L'un des privilèges de l'initié au grand Arcane, et celui qui résume tous les autres,
c'est la divination.
Suivant le sens vulgaire du mot, deviner signifie conjecturer ce qu'on ignore ;
mais le vrai sens du mot est ineffable à force d'être sublime. Deviner (divinari),
c'est exercer la divinité. Le mot divinus, en latin, signifie plus et autre chose
que le mot divus, dont le sens est l'équivalent de l'homme-dieu. Devin, en français,
contient les quatre lettres du mot Dieu, plus la lettre n, qui correspond, par sa forme,
à l'aleph hébreu ?, et qui exprime kabbalistiquement et hiéroglyphiquement le grand Arcane,
dont le symbole, dans le Tarot, est la figure du bateleur.
Celui qui comprendra parfaitement la valeur numérale absolue d'? multiplié par n,
avec la force grammaticale de l'n finale dans les mots qui expriment science, art
ou puissance, puis qui additionnera les cinq lettres du mot devin, de manière
à faire entrer cinq dans quatre, quatre dans trois, trois en deux et deux en un, celui-là,
en traduisant le nombre qu'il trouvera en lettres hébraïques primitives, écrira
le nom occulte du grand Arcane, et possédera un mot dont le saint tétragramme lui-même
n'est que l'équivalent et comme l'image.
Être devin, suivant la force du mot, c'est donc être divin, et quelque chose
de plus mystérieux encore.
Les deux signes de la divinité humaine, ou de l'humanité divine, sont les prophéties
et les miracles.
Être prophète, c'est voir d'avance les effets qui existent dans les causes,
c'est lire dans la lumière astrale ; faire des miracles, c'est agir sur l'agent universel
et le soumettre à notre volonté.
D'ailleurs, une des conditions essentielles de la divination, c'est de n'être jamais forcée
et de ne se soumettre jamais à la tentation, c'est-à-dire à l'épreuve. Jamais les maîtres
de la science n'ont cédé à la curiosité de personne. Les sibylles brûlent leurs livres
quand Tarquin refuse de les apprécier à leur juste valeur ; le grand Maître se tait
lorsqu'on lui demande des signes de sa mission divine ; Agrippa meurt de misère
plutôt que d'obéir à ceux qui exigent de lui un horoscope. Donner des preuves de la science
à ceux qui doutent de la science même, c'est initier des indignes, c'est profaner
l'or du sanctuaire, c'est mériter l'excommunication des sages et la mort des révélateurs.

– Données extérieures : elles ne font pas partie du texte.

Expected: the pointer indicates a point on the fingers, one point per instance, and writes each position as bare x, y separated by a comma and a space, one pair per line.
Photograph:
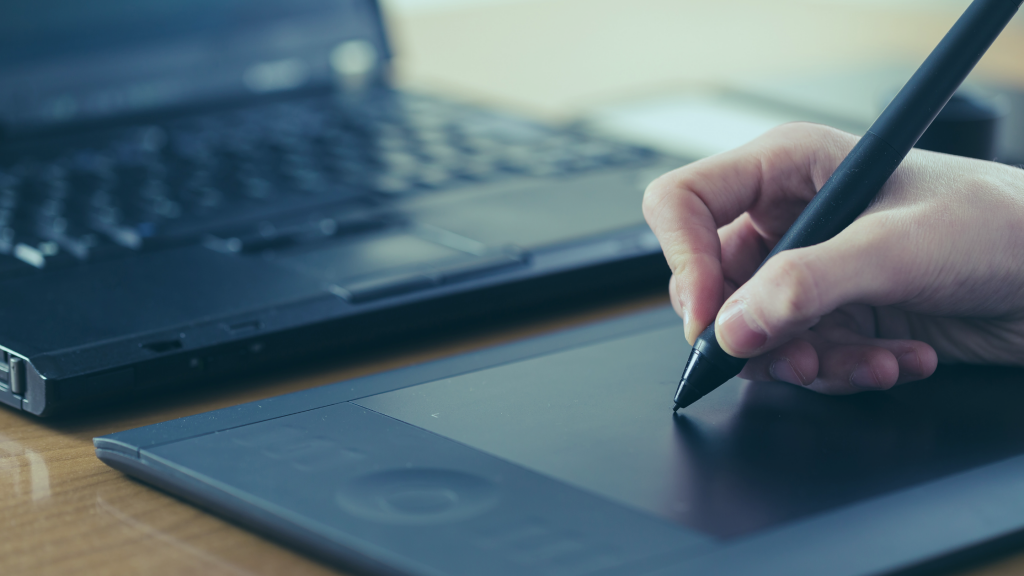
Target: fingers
770, 178
795, 289
843, 368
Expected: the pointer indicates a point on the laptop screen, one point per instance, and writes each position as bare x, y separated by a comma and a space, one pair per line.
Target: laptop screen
62, 59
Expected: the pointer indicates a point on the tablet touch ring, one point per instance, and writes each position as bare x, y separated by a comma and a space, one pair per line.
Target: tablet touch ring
417, 496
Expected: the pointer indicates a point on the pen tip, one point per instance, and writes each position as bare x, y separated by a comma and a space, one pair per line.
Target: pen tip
686, 395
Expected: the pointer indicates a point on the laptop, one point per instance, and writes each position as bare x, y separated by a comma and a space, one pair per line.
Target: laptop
193, 190
560, 455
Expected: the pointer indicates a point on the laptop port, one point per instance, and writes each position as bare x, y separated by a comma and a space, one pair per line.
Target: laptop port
15, 369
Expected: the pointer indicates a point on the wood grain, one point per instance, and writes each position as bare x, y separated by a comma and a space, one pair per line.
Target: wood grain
62, 511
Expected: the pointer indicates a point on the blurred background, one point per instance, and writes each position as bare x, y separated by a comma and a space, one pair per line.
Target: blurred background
693, 77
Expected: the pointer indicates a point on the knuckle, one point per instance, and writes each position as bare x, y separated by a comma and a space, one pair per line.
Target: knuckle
654, 196
794, 289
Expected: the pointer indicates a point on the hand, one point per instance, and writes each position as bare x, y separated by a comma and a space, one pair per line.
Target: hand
933, 270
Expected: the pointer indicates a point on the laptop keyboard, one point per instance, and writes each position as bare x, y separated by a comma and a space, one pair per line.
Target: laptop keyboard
255, 177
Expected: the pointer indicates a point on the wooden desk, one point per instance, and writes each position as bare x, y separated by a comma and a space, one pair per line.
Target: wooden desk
62, 511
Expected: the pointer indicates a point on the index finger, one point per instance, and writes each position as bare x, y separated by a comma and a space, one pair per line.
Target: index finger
771, 178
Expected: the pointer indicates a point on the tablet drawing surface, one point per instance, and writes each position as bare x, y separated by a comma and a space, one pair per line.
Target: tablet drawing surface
749, 456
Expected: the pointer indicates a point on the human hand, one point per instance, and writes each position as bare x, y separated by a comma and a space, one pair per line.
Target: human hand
933, 270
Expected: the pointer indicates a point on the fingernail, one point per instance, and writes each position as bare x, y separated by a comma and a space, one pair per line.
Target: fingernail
741, 335
863, 377
781, 369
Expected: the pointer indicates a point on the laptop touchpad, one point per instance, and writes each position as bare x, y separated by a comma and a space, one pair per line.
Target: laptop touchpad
371, 255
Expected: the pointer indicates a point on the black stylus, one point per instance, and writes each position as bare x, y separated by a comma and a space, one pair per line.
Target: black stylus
869, 164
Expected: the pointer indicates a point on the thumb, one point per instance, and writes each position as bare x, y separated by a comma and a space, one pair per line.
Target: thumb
794, 289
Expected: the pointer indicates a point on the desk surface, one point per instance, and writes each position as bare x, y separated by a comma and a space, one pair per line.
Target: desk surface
62, 511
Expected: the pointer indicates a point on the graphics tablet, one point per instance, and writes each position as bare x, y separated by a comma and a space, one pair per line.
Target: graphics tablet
560, 455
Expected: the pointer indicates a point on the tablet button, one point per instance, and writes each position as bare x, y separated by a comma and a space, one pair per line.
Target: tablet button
417, 496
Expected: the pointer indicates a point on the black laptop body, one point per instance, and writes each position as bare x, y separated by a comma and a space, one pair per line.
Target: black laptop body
192, 190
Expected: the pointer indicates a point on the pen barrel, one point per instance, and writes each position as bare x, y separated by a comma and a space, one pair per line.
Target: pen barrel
845, 196
857, 180
921, 99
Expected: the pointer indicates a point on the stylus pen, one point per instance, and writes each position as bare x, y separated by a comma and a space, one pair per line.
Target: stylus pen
868, 165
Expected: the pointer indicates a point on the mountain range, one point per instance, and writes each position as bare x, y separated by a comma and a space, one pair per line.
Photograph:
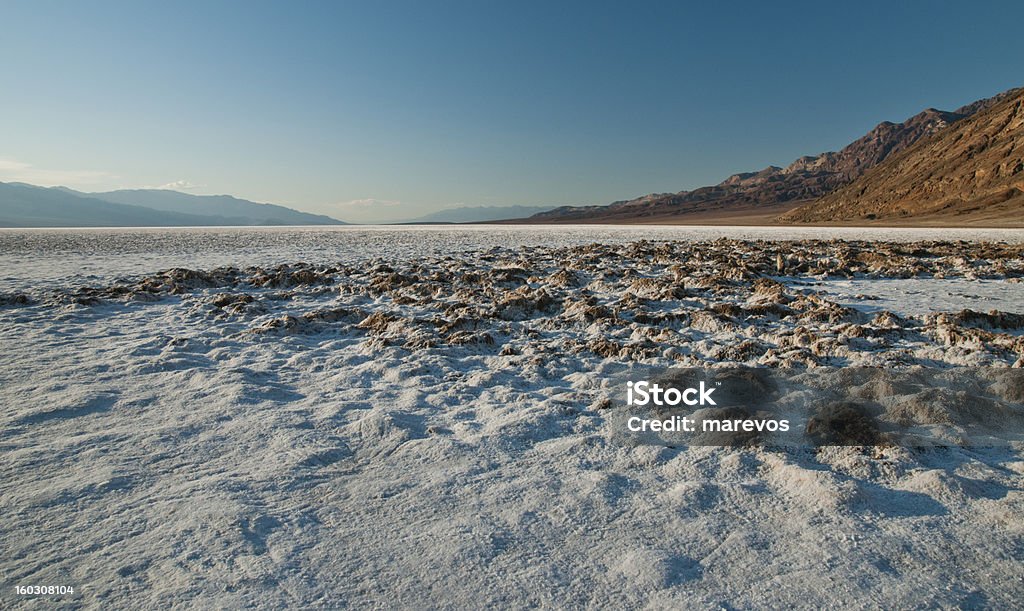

L'essence de la divination, c'est-à-dire le grand Arcane magique, est figurée
par tous les symboles de la science, et se lie étroitement au dogme unique et primitif
d'Hermès. En philosophie, il donne la certitude absolue : en religion, le secret universel
de la foi ; en physique, la composition, la décomposition, la recomposition, la réalisation
et l'adaptation du mercure philosophal, nommé azoth par les alchimistes ; en dynamique,
il multiplie nos forces par celles du mouvement perpétuel ; il est à la fois mystique,
métaphysique et matériel, avec correspondances d'effets dans les trois mondes ; il procure
charité en Dieu, vérité en science et or en richesse, car la transmutation métallique
est à la fois une allégorie et une réalité, comme le savent bien tous les adeptes
de la vraie science.
Oui, l'on peut réellement et matériellement faire de l'or avec la pierre des sages,
qui est un amalgame de sel, de soufre et de mercure combinés trois fois en azoth
par une triple sublimation et une triple fixation. Oui, l'opération est souvent facile
et peut se faire dans un jour, dans un instant : d'autres fois elle demande des mois
et des années. Mais, pour réussir dans le grand œuvre, il faut être divinus, ou devin,
dans le sens kabbalistique du mot, et il est indispensable d'avoir renoncé, pour son intérêt
personnel, à l'avantage des richesses, dont on devient ainsi le dispensateur.
La divination est donc une intuition, et la clef de cette intuition est le dogme universel
et magique des analogies. C'est par les analogies que le mage interprète les songes,
comme nous voyons dans la Bible que le patriarche Joseph le faisait autrefois en Égypte :
car les analogies dans les reflets de la lumière astrale sont rigoureuses comme les nuances
des couleurs dans la lumière solaire, et peuvent être calculées et expliquées
avec une grande exactitude. Il est seulement indispensable de connaître le degré de vie
intellectuelle du rêveur, et on le révélera à lui-même tout entier par ses propres songes
jusqu'à le jeter dans un profond étonnement.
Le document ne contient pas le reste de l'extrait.